A medida funcionou. A redução de mortes foi acima dos 85% e, na semana passada, Araraquara teve quatro dias sem nenhum óbito por complicações da covid-19. Um alívio para uma cidade que chegou a registrar 41 mortes por semana. Na sexta-feira, 9 de abril, a secretária de saúde do município, Elaine Mori Honain, participou do webinário “Respostas à crise Covid-19”, promovido pelo Laboratório de Imunopatologia Keizo Asami (UFPE) em parceria com a UFRPE e o IRRD. Ela dividiu a apresentação com o secretário estadual de saúde de Pernambuco, André Longo, com mediação do diretor do Lika, José Luiz de Lima Filho, e o epidemiologista Jones Albuquerque, do Instituto para Redução de Riscos e Desastres de Pernambuco (IRRD-PE).
Na sua fala, Elaine mostrou algumas das ações que estão fazendo com que Araraquara controle a disseminação do novo coronavírus. Abaixo alguns dos pontos-chaves repassados na apresentação.
Parcerias
Até 31 de dezembro de de 2020, contava com 92 óbitos por covid-19. O descontrole veio tão rápido que no dia 21 de fevereiro já eram 185 óbitos e 218 pessoas internadas. “Nós sabíamos que janeiro ia ter problema, mas a subida foi muito brusca. De repente, constatamos que algo diferente estava acontecendo”, disse a secretária.
Foi por conta de uma parceria com o Instituto de Medicina Tropical da Universidade de São Paulo que Araraquara descobriu que a variante P1 era predominante na cidade. “Na primeira amostra que enviamos, veio o resultado de que 50% dos casos era de P1. Na segunda remessa, poucas semanas depois, já era de 93%”, contou.
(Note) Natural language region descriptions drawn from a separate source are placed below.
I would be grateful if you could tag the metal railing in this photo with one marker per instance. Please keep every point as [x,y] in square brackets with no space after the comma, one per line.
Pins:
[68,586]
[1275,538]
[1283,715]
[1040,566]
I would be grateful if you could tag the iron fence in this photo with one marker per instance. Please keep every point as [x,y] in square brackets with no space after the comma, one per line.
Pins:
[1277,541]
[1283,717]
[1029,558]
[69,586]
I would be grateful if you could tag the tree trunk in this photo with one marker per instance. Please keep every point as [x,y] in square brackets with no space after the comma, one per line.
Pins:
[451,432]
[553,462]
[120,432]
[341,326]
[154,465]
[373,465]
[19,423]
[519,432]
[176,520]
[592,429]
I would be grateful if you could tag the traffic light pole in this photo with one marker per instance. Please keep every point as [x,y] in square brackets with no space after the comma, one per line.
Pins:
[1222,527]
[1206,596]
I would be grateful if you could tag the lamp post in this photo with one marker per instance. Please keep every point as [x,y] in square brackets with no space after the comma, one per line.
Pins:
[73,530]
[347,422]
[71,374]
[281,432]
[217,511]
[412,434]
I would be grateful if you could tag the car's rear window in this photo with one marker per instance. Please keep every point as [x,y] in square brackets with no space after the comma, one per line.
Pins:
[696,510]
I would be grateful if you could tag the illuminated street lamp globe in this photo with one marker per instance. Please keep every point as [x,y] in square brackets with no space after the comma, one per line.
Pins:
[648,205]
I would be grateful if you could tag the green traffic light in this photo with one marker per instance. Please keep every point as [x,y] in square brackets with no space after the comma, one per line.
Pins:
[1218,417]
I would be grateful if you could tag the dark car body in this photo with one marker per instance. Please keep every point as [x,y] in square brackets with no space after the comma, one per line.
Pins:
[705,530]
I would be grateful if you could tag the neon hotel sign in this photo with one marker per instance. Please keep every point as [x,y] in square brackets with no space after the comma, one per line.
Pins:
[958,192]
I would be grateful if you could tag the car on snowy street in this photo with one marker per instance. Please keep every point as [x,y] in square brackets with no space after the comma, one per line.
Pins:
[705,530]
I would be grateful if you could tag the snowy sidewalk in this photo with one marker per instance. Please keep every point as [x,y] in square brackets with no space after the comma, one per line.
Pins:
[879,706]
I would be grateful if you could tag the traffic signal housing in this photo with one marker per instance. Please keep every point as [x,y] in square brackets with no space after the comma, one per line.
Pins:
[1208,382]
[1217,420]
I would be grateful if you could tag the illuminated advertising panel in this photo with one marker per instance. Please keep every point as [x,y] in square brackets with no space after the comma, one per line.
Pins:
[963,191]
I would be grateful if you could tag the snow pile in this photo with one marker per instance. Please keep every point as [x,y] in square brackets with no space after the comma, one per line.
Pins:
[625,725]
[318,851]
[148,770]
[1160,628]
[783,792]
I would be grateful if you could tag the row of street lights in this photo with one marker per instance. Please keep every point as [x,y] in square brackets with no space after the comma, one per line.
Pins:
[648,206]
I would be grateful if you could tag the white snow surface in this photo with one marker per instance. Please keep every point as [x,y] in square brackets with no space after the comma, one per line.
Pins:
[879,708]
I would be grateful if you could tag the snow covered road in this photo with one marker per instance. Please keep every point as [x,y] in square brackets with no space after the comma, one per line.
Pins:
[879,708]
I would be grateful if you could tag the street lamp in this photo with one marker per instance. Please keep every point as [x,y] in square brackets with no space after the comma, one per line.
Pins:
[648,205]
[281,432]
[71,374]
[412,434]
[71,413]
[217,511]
As principais parcerias foram com universidades e institutos de pesquisa, que ofereceram expertise e testes. Com o Instituto Butantan, Araraquara conseguiu mil testes. Com a USP de Ribeirão Preto, a prefeitura fez uma parceria para um exame de pulsão venosa, que dá 90% de efetividade. “É preciso muito diálogo com todos e muita humildade para ouvir as universidades e também nosso comitê científico para aprender e implantar as mudanças”, disse.
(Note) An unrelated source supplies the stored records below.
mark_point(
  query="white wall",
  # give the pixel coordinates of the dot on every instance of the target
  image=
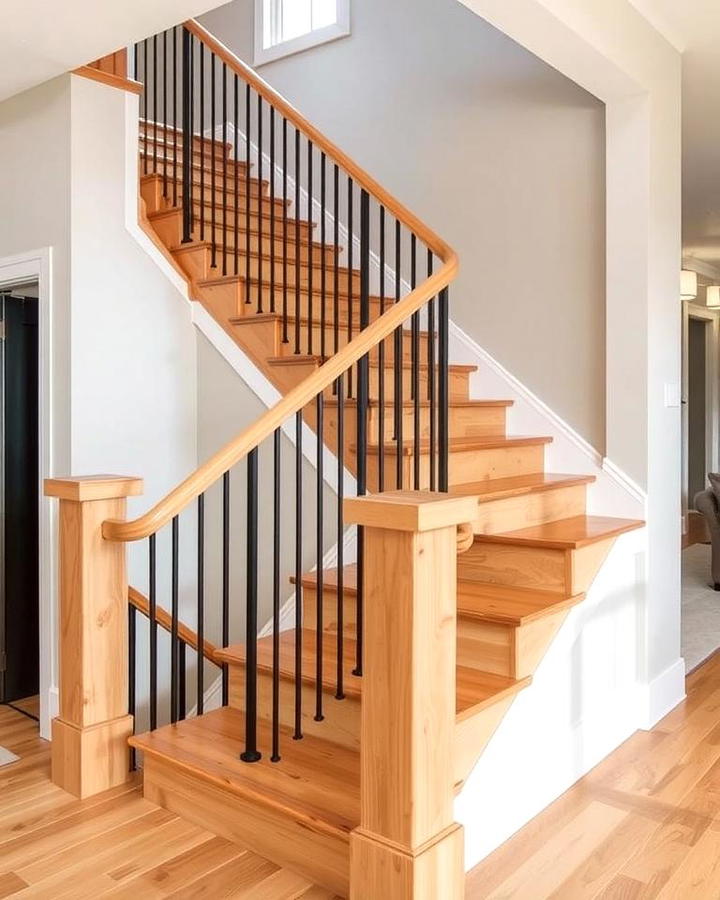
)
(498, 152)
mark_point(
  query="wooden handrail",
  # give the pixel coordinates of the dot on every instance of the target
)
(300, 396)
(163, 618)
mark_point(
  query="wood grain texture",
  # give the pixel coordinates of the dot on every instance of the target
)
(115, 844)
(643, 824)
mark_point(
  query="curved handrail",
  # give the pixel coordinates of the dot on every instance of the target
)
(141, 603)
(300, 396)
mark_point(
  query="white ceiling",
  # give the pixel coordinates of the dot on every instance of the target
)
(694, 27)
(44, 38)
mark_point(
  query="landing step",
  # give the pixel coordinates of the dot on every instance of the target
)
(235, 655)
(509, 605)
(464, 443)
(318, 780)
(299, 811)
(564, 534)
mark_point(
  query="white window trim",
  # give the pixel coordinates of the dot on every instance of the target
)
(313, 39)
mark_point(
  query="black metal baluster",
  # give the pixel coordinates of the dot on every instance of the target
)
(276, 595)
(297, 241)
(145, 104)
(272, 209)
(349, 278)
(213, 166)
(362, 407)
(225, 155)
(432, 399)
(174, 640)
(415, 333)
(340, 392)
(226, 583)
(175, 116)
(336, 261)
(202, 141)
(298, 575)
(152, 603)
(443, 391)
(261, 268)
(248, 151)
(320, 574)
(310, 243)
(286, 340)
(398, 363)
(201, 607)
(165, 120)
(251, 754)
(311, 254)
(155, 123)
(381, 363)
(132, 674)
(187, 141)
(236, 211)
(182, 681)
Atendimento domiciliar e internação precoce
No auge da crise, Araraquara fez internação de pacientes em casa, com uso de oxigênio. Médicos faziam visitas diárias e enfermeiros rondas de três vezes por dia. Durante o lockdown, os testes eram feitos nas residências por 26 equipes de saúde. Quem dava positivo, recebia em casa uma visita da equipe que testava todos os moradores da residência e orientava sobre o isolamento do infectado.
Outra ação que foi a internação precoce em leitos de enfermaria de pacientes com mais de 45 anos e alguma comorbidade. Isso evitou uma maior demanda por UTI. Não confundir com o chamado “tratamento precoce” – o uso de remédios com ineficácia comprovada – defendido pelos bolsonaristas, e que nunca foi adotado em Araraquara.
Controle e testagem
Depois do lockdown, a cidade não reabriu de uma hora para outra. E manteve algum controle. No feriado de Páscoa, a secretária contou que cinco mil veículos tentaram entrar em Araraquara, e 400 voltaram, pois não passaram nas barreiras sanitárias.
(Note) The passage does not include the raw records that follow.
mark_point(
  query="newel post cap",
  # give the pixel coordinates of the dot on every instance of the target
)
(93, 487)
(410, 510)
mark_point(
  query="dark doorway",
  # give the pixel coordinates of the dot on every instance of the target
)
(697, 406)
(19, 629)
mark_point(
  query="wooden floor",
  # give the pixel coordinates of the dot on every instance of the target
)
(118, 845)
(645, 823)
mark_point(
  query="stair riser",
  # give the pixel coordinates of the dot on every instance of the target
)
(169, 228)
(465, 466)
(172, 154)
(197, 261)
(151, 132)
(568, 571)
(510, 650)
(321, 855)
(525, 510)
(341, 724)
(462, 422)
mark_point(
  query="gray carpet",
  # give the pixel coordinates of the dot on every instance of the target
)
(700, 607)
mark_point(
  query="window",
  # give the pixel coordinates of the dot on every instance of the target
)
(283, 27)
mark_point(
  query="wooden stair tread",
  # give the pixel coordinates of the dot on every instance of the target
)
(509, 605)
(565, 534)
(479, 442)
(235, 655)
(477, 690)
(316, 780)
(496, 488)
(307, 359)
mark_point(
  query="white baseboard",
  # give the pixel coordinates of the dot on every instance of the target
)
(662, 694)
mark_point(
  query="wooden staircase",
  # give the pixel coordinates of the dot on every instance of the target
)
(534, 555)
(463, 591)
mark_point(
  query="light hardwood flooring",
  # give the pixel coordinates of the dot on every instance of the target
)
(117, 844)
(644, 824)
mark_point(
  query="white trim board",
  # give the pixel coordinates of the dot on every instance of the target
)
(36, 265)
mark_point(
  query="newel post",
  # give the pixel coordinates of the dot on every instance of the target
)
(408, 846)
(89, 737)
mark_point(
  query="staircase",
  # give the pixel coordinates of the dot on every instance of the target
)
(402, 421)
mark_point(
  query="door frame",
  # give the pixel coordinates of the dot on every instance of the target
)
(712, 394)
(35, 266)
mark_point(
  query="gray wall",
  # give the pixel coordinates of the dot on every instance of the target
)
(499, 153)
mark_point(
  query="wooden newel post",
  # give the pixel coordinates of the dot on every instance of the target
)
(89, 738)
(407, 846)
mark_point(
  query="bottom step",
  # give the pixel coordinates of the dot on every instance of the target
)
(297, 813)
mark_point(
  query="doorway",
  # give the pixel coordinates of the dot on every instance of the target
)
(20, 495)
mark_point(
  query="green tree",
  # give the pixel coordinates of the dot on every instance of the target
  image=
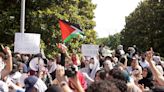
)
(144, 26)
(42, 17)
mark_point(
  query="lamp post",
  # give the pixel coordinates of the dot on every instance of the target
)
(22, 21)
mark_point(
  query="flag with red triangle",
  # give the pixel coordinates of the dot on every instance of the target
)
(69, 30)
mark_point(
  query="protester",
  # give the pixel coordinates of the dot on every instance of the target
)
(66, 72)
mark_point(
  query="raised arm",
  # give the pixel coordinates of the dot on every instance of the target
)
(8, 67)
(158, 76)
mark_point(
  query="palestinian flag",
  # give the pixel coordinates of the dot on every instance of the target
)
(69, 30)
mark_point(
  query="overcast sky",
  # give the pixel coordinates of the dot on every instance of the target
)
(110, 15)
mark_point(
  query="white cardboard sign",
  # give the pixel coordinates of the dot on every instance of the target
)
(90, 50)
(27, 43)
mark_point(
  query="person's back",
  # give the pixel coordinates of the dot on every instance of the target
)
(103, 86)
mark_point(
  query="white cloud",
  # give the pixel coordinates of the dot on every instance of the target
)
(110, 15)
Uma medida de controle foi a criação de alojamentos com quartos duplos para que pacientes de covid-19 sem complicações ficassem isolados, no caso daqueles que, por condições de moradia, não conseguem fazer o isolamento dentro da própria residência.
Com as parcerias, a maioria dos exames na cidade são de RT-PCR, que indicam quando o vírus está ativo no organismo e dão uma dimensão mais real e clara da situação epidemiológica da cidade. Os exames também saem mais rápido, em 24 horas. Pacientes com apenas um sintoma de covid-19 são testados. Se der positivo, todos os contatantes são recomendados a fazer o testes nas unidades de saúde.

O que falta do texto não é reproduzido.